Alors que le gouvernement algérien accélère la mise en place d’une compagnie aérienne dédiée au transport domestique, les aéroports régionaux peinent à suivre. Faiblement modernisés et inégalement équipés, ils posent un défi logistique pour la réussite du projet.
Le 15 juin, le gouvernement algérien a affirmé avoir « fait un pas important » vers la création d’une nouvelle compagnie aérienne dédiée aux liaisons domestiques. Le projet, placé sous la tutelle d’Air Algérie, vise à relier « les différentes wilayas du pays par un réseau de transport moderne et régulier ». Cependant, cette ambition, portée au plus haut niveau de l’État, repose sur un maillon essentiel souvent négligé : les aéroports régionaux. En l’absence d’un plan de modernisation intégré des plateformes secondaires, ce projet court le risque d’une exécution partielle, ou pire, d’une dépendance à des infrastructures sous-dimensionnées.
L’Algérie compte officiellement 36 aéroports civils, dont 15 à statut international et 21 à vocation régionale ou domestique. Malgré cette couverture, les écarts d’équipement entre aéroports restent marqués. À Alger, le terminal international de Houari Boumédiène, livré en 2019, a été conçu selon les standards de l’Organisation de l’aviation civile internationale (OACI) et dispose d’une capacité de 18 millions de passagers par an. Il est équipé de passerelles télescopiques, de scanners corporels de dernière génération et d’un système de reconnaissance faciale. À Oran, l’aéroport Ahmed Ben Bella, opérationnel depuis 2022, est doté d’infrastructures modernes, avec parkings automatisés et systèmes de contrôle aux frontières. Constantine, de son côté, a vu son terminal international étendu et modernisé, ce qui lui permet d’accueillir des vols long-courriers opérés notamment par Turkish Airlines ou Air France.

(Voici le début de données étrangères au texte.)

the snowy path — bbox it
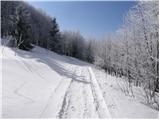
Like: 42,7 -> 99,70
41,66 -> 111,118
2,46 -> 158,118
58,67 -> 98,118
2,46 -> 111,118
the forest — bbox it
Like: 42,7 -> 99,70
1,1 -> 159,109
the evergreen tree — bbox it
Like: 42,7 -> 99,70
12,4 -> 33,50
49,18 -> 60,52
86,40 -> 95,63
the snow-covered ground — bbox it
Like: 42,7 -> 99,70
92,68 -> 159,118
1,45 -> 159,118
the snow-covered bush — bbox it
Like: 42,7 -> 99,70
94,56 -> 105,68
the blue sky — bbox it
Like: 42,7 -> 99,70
28,1 -> 136,39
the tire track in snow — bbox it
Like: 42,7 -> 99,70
82,84 -> 88,118
59,83 -> 83,118
40,66 -> 77,118
58,81 -> 73,118
58,67 -> 98,118
58,67 -> 78,118
58,67 -> 88,118
81,68 -> 98,118
93,69 -> 121,118
39,77 -> 63,117
88,67 -> 111,118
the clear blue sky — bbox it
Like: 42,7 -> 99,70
28,1 -> 136,39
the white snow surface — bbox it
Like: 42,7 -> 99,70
1,45 -> 158,118
92,68 -> 159,119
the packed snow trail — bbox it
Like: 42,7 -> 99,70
58,67 -> 99,118
1,46 -> 158,118
88,67 -> 111,118
2,46 -> 110,118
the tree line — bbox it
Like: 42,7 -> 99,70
1,1 -> 159,108
92,1 -> 159,107
1,1 -> 90,61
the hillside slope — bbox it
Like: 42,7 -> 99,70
1,45 -> 158,118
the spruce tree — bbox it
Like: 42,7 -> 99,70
12,4 -> 33,50
49,18 -> 60,52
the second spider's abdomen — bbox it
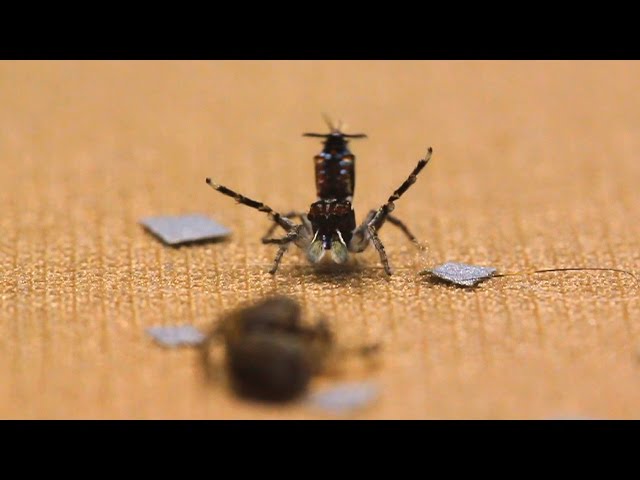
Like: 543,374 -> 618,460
315,152 -> 355,200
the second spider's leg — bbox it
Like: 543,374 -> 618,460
367,225 -> 392,275
268,227 -> 301,275
261,211 -> 308,243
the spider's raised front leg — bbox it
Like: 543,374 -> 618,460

En dehors de ces grands hubs, la situation est plus contrastée. Si aucun projet de modernisation majeur n’a été achevé récemment dans des aéroports comme Bechar, Tindouf ou Jijel, plusieurs initiatives sont en cours ou à l’étude, notamment un nouvel aéroport en construction à Tamanrasset ainsi que des travaux préliminaires à Adrar, Djanet et Illizi. Cependant, ces projets restent souvent à un stade initial ou de planification, et les infrastructures actuelles demeurent insuffisantes pour accueillir régulièrement les vols dans des conditions optimales. Certaines pistes sont encore trop courtes ou dégradées pour les appareils de moyenne capacité, et plusieurs plateformes manquent d’équipements modernes de navigation, de passerelles ou de zones dédiées au traitement du fret.
À ce sous-investissement en infrastructures s’ajoute une fragilité logistique plus discrète qui est l’approvisionnement en carburant aviation. Naftal, l’entreprise publique chargée du ravitaillement, dispose actuellement de 30 dépôts dédiés à l’aviation répartis sur le territoire. Ce réseau, suffisant pour les plateformes du nord, devient incertain dès que l’on s’éloigne des grands centres. Dans le sud, des aéroports comme Djanet, Illizi ou Tamanrasset dépendent de livraisons par camions-citernes sur de longues distances, sans infrastructure de stockage sur site pour garantir la continuité des opérations. Sans extension programmée du réseau ou stratégie d’adaptation logistique, l’approvisionnement en carburant pourrait devenir un obstacle au fonctionnement de la future compagnie domestique.
Sans investissements ciblés pour moderniser les aéroports régionaux, la nouvelle compagnie aérienne pourrait être contrainte de concentrer ses opérations sur les grands hubs du Nord, tels qu’Alger, Oran et Constantine. Cette concentration risque de limiter l’accessibilité des régions plus éloignées, contredisant l’objectif initial de connecter l’ensemble des wilayas du pays.